In our country we wish to substitute morality for egotism, probity for honor, principles for conventions, duties for etiquette, the empire of reason for the tyranny of customs, contempt for vice for contempt for misfortune, pride for insolence, the love of honor for the love of money . . . that is to say, all the virtues and miracles of the Republic for all the vices and snobbishness of the monarchy.

We wish in a word to fulfill the requirements of nature, to accomplish the destiny of mankind, to make good the promises of philosophy . . . that France, hitherto illustrious among slave states, may eclipse the glory of all free peoples that have existed, become the model of all nations.

...

That is our ambition; that is our aim. What kind of government can realize these marvels? Only a democratic government.

...

But to found and to consolidate among us this democracy, to realize the peaceable rule of constitutional laws, it is necessary to conclude the war of liberty against tyranny and to pass successfully through the storms of revolution. Such is the aim of the revolutionary system which you have set up.

...

Now what is the fundamental principle of democratic, or popular government, that is to say, the essential mainspring upon which it depends and which makes it function? It is virtue. I mean public virtue.
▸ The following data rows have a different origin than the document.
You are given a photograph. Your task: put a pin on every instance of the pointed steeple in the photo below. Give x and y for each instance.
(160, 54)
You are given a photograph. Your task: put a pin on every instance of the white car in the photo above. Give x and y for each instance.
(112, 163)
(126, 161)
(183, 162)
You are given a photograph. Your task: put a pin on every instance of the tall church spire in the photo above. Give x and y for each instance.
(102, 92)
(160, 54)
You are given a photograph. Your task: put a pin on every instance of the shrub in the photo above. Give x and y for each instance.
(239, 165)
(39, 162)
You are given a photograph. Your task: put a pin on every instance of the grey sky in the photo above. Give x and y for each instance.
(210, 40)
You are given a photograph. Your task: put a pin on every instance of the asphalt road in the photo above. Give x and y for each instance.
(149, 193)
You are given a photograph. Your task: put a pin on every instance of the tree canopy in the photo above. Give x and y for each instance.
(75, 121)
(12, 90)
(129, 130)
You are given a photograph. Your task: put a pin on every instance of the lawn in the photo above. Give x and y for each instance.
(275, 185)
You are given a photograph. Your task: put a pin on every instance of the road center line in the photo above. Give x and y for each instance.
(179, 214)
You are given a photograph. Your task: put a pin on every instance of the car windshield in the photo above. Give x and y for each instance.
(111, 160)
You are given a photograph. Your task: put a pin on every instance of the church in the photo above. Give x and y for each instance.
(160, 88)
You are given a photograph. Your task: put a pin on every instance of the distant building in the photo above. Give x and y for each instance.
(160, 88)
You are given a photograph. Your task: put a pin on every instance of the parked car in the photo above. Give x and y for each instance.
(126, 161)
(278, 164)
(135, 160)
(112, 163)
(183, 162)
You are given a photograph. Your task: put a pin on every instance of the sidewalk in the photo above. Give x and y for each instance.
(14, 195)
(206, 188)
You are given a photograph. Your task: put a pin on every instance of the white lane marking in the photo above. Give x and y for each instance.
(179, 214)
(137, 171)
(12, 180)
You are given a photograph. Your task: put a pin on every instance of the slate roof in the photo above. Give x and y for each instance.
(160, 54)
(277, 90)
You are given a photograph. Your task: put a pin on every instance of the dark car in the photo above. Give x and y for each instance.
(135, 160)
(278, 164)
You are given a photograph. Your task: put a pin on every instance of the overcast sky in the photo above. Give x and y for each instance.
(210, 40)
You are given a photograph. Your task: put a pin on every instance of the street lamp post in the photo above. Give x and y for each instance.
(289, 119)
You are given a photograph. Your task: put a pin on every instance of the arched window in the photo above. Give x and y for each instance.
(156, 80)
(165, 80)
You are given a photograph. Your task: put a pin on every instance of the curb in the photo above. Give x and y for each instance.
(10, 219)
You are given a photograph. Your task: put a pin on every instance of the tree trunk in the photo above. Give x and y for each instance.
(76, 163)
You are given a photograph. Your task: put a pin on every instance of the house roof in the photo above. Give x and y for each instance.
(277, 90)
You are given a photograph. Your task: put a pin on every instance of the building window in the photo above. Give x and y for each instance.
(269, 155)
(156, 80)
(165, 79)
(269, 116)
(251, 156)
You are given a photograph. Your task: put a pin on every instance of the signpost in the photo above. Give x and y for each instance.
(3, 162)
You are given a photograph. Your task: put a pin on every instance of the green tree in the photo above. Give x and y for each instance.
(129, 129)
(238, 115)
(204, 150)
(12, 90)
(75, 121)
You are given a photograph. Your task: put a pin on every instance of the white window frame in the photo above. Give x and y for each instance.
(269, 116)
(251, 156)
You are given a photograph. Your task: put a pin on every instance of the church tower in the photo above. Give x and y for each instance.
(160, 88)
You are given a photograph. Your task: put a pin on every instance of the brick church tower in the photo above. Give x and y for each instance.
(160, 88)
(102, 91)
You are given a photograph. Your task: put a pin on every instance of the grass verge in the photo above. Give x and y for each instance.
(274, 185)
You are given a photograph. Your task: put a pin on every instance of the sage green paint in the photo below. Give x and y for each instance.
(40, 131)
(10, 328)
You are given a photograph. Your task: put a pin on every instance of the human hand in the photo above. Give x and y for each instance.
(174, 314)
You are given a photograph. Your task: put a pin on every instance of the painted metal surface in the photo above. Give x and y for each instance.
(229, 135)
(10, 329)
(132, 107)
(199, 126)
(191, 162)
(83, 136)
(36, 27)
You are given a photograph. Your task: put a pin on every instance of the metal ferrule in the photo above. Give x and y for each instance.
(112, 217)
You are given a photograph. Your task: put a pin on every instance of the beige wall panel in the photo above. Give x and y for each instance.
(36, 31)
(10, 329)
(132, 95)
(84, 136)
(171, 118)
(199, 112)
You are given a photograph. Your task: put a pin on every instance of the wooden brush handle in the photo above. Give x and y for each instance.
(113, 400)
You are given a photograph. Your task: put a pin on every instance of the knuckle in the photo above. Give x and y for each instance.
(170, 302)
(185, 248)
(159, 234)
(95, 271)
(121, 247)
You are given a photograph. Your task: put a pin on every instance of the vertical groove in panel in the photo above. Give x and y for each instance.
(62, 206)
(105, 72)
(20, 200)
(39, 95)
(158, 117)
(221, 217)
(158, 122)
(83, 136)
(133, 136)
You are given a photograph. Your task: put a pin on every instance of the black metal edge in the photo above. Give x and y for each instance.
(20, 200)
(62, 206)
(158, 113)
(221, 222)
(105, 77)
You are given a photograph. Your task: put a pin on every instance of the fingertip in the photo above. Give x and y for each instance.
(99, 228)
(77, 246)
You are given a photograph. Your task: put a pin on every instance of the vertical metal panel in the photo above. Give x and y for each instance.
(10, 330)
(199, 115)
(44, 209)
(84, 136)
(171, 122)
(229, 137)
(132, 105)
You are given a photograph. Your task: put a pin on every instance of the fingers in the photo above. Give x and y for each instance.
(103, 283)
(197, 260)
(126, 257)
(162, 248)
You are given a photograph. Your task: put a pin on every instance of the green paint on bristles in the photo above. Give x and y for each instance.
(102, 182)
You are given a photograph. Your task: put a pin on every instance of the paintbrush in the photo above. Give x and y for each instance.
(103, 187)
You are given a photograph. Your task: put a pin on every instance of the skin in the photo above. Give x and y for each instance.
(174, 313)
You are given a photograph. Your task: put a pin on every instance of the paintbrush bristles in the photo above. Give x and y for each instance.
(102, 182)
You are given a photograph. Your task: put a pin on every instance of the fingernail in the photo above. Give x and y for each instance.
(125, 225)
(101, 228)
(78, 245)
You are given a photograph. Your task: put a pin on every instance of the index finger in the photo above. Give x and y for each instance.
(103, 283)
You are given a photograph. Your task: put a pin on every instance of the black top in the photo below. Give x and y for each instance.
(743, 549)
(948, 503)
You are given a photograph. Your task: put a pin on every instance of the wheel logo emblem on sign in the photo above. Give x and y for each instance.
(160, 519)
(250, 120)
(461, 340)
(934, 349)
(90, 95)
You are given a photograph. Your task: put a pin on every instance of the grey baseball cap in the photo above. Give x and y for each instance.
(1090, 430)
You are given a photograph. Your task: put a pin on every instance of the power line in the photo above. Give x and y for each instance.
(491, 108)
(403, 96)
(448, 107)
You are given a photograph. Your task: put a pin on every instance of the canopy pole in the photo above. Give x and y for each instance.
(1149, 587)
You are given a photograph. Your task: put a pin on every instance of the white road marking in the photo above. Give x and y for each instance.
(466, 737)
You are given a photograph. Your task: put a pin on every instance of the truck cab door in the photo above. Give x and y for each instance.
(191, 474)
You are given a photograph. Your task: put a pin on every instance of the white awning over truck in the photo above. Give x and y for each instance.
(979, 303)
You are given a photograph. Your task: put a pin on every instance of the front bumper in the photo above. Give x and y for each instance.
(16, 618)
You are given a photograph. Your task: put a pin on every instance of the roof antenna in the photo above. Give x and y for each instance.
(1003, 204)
That virtue is nothing else but love of fatherland and its laws.

...

The splendor of the goal of the French Revolution is simultaneously the source of our strength and of our weakness: our strength, because it gives us an ascendancy of truth over falsehood, and of public rights over private interests; our weakness, because it rallies against us all vicious men, all those who in their hearts seek to despoil the people.

...

It is necessary to stifle the domestic and foreign enemies of the Republic or perish with them. Now in these circumstances, the first maxim of our politics ought to be to lead the people by means of reason and the enemies of the people by terror.

If the basis of popular government in time of peace is virtue, the basis of popular government in time of revolution is both virtue and terror. Virtue without which terror is murderous, terror without which virtue is powerless.

Terror is nothing else than swift, severe, indomitable justice; it flows, then, from virtue.